Dipika Mohanty

Fibrinolysis, inhibitors of blood coagulation, and monocyte derived coagulant activity in acute malaria

Different parameters of fibrinolytic systems like t‐PA, PAI, D‐dimer, and inhibitors of blood coagulation, i.e., protein C (PC), protein S(PS), and antithrombin III (AT‐III), have been studied in cases of acute malaria due to Plasmodium falciparum and plasmodium vivax infection, and these patients were followed up. It was observed that the plasma PAI‐1 was very high in cases of P. falciparum malaria infection as compared to normal controls and P. vivax infection.
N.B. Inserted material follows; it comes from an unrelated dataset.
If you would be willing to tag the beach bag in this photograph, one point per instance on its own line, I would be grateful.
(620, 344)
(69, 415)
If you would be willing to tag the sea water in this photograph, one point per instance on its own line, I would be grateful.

The changes in complicated cases of P. falciparum were remarkable as compared to uncomplicated ones. The PC, PS, and AT‐III levels were also low in P. falciparum, particularly so in complicated cases, and were normal in P. vivax infection. The factor VIII R:Ag levels were invariably high in acute malaria. On follow‐up of some of these cases the values came back to normal after the antiparasite treatment. The monocyte procoagulant activity was found to be significantly higher in P. falciparum infection as compared to that of P. vivax infection. All these findings therefore contribute towards the production of a hypercoagulable state in P. falciparum infection and partly explain the complications of P. falciparum infection like cerebral malaria. Am. J. Hematol. 54:23–29, 1997

Venous thromboembolism in young patients from western India: a study.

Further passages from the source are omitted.